So Keyshot seemed to be running slower on my machine over the past year or so; I chalked it up to working on more and more ambitious renderings.

Anyway, I ran the camera model again, and I'm at about 40fps; a significant drop from the 52fps I was at when my machine was new... I'm on a 2010 2.93ghz Quad core i7 iMac which overall seems slower. I upgraded to 12GB of memory, cleaned out the drives, to no avail.

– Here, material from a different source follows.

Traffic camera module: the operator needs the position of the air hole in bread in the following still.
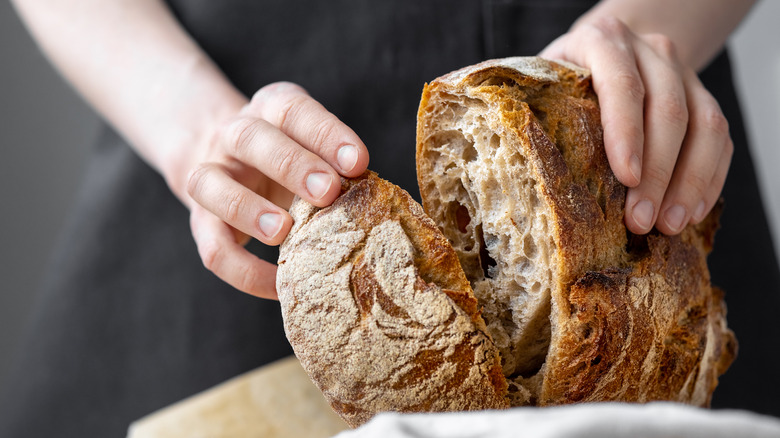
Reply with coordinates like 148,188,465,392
418,89,556,400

Could this be an artifact of upgrading to Yosemite? Just my computer getting older? Seems strange to see performance deteriorate like this.

Any help appreciated!

joseph

Hi there,

I am a Windows user and it also happens on our end as there are good patches/updates and security updates that slow overall performance. There items that work/monitor in the background but it is still an overhead  on the system. Maybe check on your system ventilation ports, it should be clean as it was like new. Do hope someone from the Mac platform give their insight on the matter.

Kazuo Tsuyuki

I'd recommend downloading a system monitor (I use iStat Menus) to see if your machine is throttling from reaching high temperatures, in addition to seeing if any other processes are taking resources away from KeyShot. I'm not sure how much dust is in your workspace, but dust accumulation can cause very high internal temperatures and therefore throttled performance. The design of the computer doesn't allow for very easy user servicing, however... You may want to arrange to bring it to a Genius Bar.

You may want to try reinstalling Yosemite. This can sometimes solve various problems surrounding performance, and is relatively easy to do provided you have a good internet connection.

From time to time I do a fresh reinstall of everything. Not from a time machine backup, but re-downloading the OS, all applications/drivers then transfer all important documents back onto the machine: this really makes a difference if you've been using the Migration Assistant to transfer data for several generations.